- Goldman Sachs and JPMorgan are exploring ways to trade or finance the cost of computing power, signaling a new frontier in Wall Street's bet on AI infrastructure.
- The move reflects a broader shift toward monetizing compute capacity amid surging demand for data centers and AI hardware.
- Both banks are taking divergent approaches: Goldman has scaled back speculative quantum projects, while JPMorgan pursues a more application-focused strategy.
Wall Street's New Frontier: Compute Power as an Asset
Goldman Sachs and JPMorgan Chase are evaluating strategies to trade on the cost of computing power, according to people familiar with the matter. The initiative marks a significant expansion of Wall Street's engagement with AI infrastructure, moving beyond traditional financing into direct monetization of compute capacity.

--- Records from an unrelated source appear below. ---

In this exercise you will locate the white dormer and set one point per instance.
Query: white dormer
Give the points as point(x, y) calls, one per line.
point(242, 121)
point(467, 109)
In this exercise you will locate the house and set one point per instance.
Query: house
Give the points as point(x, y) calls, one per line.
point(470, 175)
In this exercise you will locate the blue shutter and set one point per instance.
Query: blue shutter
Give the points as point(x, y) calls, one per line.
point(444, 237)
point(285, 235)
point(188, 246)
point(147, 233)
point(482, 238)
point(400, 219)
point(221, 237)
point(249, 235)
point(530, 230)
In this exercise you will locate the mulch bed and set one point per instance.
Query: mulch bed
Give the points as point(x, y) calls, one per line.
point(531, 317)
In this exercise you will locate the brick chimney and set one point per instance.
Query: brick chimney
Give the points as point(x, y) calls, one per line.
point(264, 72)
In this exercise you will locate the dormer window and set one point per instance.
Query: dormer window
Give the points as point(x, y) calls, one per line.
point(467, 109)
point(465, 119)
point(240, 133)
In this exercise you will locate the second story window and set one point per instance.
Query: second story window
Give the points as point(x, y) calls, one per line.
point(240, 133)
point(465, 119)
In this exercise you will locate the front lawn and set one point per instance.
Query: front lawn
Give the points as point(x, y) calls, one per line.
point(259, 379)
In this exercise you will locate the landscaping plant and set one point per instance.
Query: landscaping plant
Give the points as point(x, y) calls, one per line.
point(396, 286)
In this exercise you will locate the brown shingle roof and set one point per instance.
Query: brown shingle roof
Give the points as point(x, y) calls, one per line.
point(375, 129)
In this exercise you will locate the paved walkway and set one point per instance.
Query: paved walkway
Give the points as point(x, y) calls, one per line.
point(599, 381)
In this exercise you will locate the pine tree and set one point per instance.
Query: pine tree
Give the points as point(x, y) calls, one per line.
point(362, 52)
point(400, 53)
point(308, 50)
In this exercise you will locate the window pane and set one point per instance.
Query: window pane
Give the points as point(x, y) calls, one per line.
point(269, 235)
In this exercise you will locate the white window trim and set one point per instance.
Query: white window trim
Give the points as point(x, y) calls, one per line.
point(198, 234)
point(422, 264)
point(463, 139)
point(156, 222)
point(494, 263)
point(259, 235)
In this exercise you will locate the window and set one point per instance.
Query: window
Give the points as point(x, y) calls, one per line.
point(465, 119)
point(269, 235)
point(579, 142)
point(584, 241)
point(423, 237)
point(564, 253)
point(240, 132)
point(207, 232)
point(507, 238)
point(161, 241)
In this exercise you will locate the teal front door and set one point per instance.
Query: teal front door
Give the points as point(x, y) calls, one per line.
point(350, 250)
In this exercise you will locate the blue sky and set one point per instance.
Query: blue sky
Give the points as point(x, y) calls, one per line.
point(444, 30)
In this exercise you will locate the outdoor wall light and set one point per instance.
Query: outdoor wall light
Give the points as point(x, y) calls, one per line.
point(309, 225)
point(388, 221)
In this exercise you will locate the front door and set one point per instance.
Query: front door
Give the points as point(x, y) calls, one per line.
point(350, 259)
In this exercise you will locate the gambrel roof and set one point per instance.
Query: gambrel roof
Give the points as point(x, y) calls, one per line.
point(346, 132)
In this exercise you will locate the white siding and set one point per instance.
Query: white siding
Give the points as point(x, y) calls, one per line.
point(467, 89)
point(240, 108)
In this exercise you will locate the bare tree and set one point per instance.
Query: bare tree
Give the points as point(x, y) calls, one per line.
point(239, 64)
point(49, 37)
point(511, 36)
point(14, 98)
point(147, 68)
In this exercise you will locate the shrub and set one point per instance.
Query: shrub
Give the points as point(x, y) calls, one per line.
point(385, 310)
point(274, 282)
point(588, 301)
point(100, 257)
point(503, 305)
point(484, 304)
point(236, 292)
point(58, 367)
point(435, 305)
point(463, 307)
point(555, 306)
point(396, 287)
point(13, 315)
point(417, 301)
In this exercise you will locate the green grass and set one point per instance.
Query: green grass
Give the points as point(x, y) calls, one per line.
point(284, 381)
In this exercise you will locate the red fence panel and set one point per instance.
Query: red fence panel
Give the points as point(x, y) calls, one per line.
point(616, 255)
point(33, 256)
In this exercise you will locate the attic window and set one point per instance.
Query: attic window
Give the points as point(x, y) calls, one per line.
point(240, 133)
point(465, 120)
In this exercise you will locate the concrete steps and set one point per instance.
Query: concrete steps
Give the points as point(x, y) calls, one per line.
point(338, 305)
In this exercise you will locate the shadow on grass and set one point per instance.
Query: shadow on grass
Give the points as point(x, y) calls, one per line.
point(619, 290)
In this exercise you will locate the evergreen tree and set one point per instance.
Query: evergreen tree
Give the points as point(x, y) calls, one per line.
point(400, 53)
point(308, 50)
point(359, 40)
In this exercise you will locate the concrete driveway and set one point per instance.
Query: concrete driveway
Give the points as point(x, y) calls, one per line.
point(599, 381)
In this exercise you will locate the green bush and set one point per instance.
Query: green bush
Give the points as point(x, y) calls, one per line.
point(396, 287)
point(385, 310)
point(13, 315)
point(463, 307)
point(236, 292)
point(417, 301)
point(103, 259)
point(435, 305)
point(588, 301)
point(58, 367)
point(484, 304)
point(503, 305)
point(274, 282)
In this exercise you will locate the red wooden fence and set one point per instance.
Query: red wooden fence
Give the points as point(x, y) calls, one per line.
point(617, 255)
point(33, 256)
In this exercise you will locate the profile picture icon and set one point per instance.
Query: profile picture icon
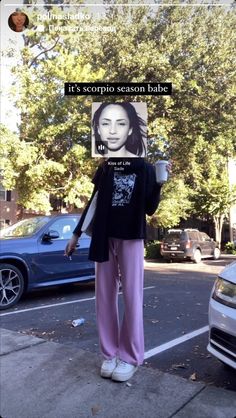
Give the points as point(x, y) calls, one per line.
point(18, 21)
point(119, 130)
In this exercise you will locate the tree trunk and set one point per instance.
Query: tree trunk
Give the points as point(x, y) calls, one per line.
point(218, 221)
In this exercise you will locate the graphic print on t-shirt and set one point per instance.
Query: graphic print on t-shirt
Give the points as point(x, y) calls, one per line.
point(123, 189)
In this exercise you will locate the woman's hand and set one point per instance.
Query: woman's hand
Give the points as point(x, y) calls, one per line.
point(169, 167)
point(71, 245)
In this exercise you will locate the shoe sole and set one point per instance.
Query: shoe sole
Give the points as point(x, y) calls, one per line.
point(107, 375)
point(124, 377)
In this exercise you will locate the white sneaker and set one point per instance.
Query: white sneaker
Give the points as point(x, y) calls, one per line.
point(108, 366)
point(123, 371)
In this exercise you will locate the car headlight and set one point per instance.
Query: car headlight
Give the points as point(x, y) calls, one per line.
point(225, 292)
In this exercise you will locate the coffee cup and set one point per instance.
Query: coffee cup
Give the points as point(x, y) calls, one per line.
point(161, 171)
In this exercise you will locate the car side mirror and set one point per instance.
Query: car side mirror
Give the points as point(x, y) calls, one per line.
point(51, 235)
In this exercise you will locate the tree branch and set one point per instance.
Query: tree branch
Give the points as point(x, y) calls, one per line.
point(43, 52)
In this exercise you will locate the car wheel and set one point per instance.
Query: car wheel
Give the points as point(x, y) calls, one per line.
point(11, 285)
point(216, 254)
point(197, 256)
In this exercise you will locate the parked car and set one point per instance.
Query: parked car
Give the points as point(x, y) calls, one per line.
point(222, 317)
point(189, 244)
point(32, 256)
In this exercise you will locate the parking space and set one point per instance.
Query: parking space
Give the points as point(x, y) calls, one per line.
point(175, 318)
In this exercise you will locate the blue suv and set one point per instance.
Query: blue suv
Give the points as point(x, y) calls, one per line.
point(32, 256)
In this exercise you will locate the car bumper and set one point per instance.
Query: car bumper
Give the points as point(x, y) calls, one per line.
point(176, 254)
point(222, 334)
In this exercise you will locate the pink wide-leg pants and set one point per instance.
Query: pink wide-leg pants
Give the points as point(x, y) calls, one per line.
point(125, 340)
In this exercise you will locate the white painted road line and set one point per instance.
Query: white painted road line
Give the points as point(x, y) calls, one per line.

“This is about treating computing power as a tradeable commodity, much like energy or bandwidth,” a senior banker at one of the firms said, speaking on condition of anonymity. The banks are exploring instruments tied to data-center costs, GPU pricing, and energy consumption, according to the people.
Diverging Strategies
Goldman Sachs has quietly scaled back some of its quantum computing investments, focusing instead on near-term opportunities in AI-driven compute financing. In contrast, JPMorgan has maintained a more aggressive posture, with dedicated teams working on scalable applications of advanced computing for trading and risk management, the people said. The divergence reflects broader strategic bets on the maturity of different technologies.
“JPMorgan sees a clear path to monetizing compute power today, while Goldman is more cautious about the hype cycle,” said an industry analyst who tracks AI infrastructure investments.
The exploration comes as both banks report solid earnings, underpinning continued investment in technology. Goldman's TMT team has been actively advising on data-center deals, while JPMorgan has expanded its in-house AI capabilities.
Market Implications
The cost of computing power has become a critical input for AI-driven businesses, with data-center build-outs driving demand for specialized hardware and energy. Banks are increasingly financing these assets, potentially reshaping project finance in the tech infrastructure space. Analysts note that the shift could lead to new financial products, such as compute-capacity derivatives or securitized data-center assets.
“If successful, this could create a new asset class,” said a partner at a private credit firm that has partnered with banks on data-center deals. “But it's early days, and the economics are still being tested.”
Regulatory and environmental considerations loom large. Data centers consume vast amounts of energy, drawing scrutiny from policymakers and communities. Banks will need to navigate sustainability concerns as they structure deals.
Broader Context
The trend fits within a longer arc of Wall Street betting on technology-driven productivity gains. Parallel developments include other banks forming dedicated teams to invest in AI infrastructure. The financing of compute power is also drawing interest from asset managers and private credit funds, who see it as a way to gain exposure to the AI boom without taking on equity risk.
Efforts to reach spokespeople for Goldman Sachs and JPMorgan for comment were not immediately successful.
Correction: An earlier version of this article misstated the timeline of Goldman's quantum pullback. The scaling back occurred over the past two quarters, not the past year.